The request must be made in writing and contain precise information such as the complete identities of the creditor and debtor, the amount of the debt, the due date, and proof of the debt if necessary. If the request is incomplete or incorrect, it can be rejected by the debt enforcement office.
Once the debt enforcement request is filed and accepted, the debt enforcement office proceeds to issue the payment order to the debtor, officially launching the procedure. It is from this moment that legal deadlines start to run, and the debtor officially finds themselves in a debt collection situation.
The payment order is a central stage in the Swiss debt collection procedure. Issued by the debt enforcement office following the debt enforcement request, it serves as an official notification to the debtor of the due debt and is a formal summons to pay it.
The payment order contains essential information such as the names and addresses of the creditor and debtor, the amount owed, as well as any fees and interest. It also mentions the 10-day period the debtor has to dispute the debt.
If the debtor wishes to contest the debt, they must do so within this 10-day period by declaring their opposition to the debt enforcement office. Such opposition will suspend the debt collection procedure, and the creditor must then take legal action to obtain a judicial decision confirming the validity of the debt.
If the debtor does not contest the debt within this period or does not react at all to the payment order, the debt collection procedure continues to the next stages, whether it be attachment of assets or bankruptcy, depending on the situation.
Opposition to the payment order
Opposition to the payment order is an essential aspect of the Swiss debt collection procedure, allowing the debtor to formally contest the claimed debt.
When a debtor receives a payment order, they have a 10-day period to declare their opposition to the debt enforcement office. This opposition must be made in writing but does not need to state the reasons or grounds for the contestation.
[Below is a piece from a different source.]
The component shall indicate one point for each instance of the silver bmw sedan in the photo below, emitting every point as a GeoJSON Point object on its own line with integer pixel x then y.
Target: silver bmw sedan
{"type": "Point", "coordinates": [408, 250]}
The immediate effect of the opposition is to suspend the debt collection procedure. From this point, it is up to the creditor to decide how to proceed. If they wish to continue the enforcement, the creditor must obtain an enforceable title, usually by taking legal action for the courts to rule on the validity of the debt. This could involve a complete legal procedure with the presentation of evidence, arguments, and possibly a judgment.
If the creditor does not take any action to obtain an enforceable title within a given period (usually one year in Switzerland), the opposition to the payment order results in the cancellation of the enforcement.
Lifting the opposition
The procedure for lifting the opposition plays a crucial role in the Swiss debt enforcement system. It comes into play when the debtor has opposed the payment order, and the creditor wishes to continue the procedure.
Lifting the opposition involves removing the debtor’s opposition, thus allowing the continuation of the debt collection procedure. There are two main types of lifting the opposition: provisional and definitive.
Provisional lifting can be requested by the creditor when the debt is based on a provisional title, like a signed acknowledgment of debt. The creditor must present this document to the lifting judge, who then decides whether the opposition should be provisionally lifted. If the debtor wants to contest this decision, they must initiate a lawsuit within a defined period.
Definitive lifting applies when the creditor has a definitive judgment or another enforceable title against the debtor. Definitive lifting is granted automatically, and the enforcement can continue immediately.
Request to continue the enforcement
The request to continue the enforcement is a specific stage in the Swiss debt collection procedure that follows the obtaining of a lifting, either provisional or definitive, in the case where the debtor has opposed the payment order.
This request must be filed by the creditor with the debt enforcement office, usually within 30 days after obtaining the lifting. The deadline can vary depending on the situation, and precise understanding of the applicable legislation is therefore necessary.
The request to continue the enforcement is a formal declaration of the creditor’s intention to continue the collection process, despite the debtor’s initial opposition. It signals to the debt enforcement office that the creditor has either succeeded in lifting the opposition through a lifting procedure or obtained a favorable court judgment, and now wishes to move to the execution phase of the enforcement, whether by attachment of the debtor’s assets or by bankruptcy proceedings.
If the creditor does not file this request within the required deadlines, the enforcement is considered closed, and the creditor loses their right to collect within the framework of this specific enforcement.
Execution of attachment
The execution of attachment represents the concrete recovery phase in the Swiss debt collection procedure, where the debtor’s assets can be seized to satisfy the creditor’s claim.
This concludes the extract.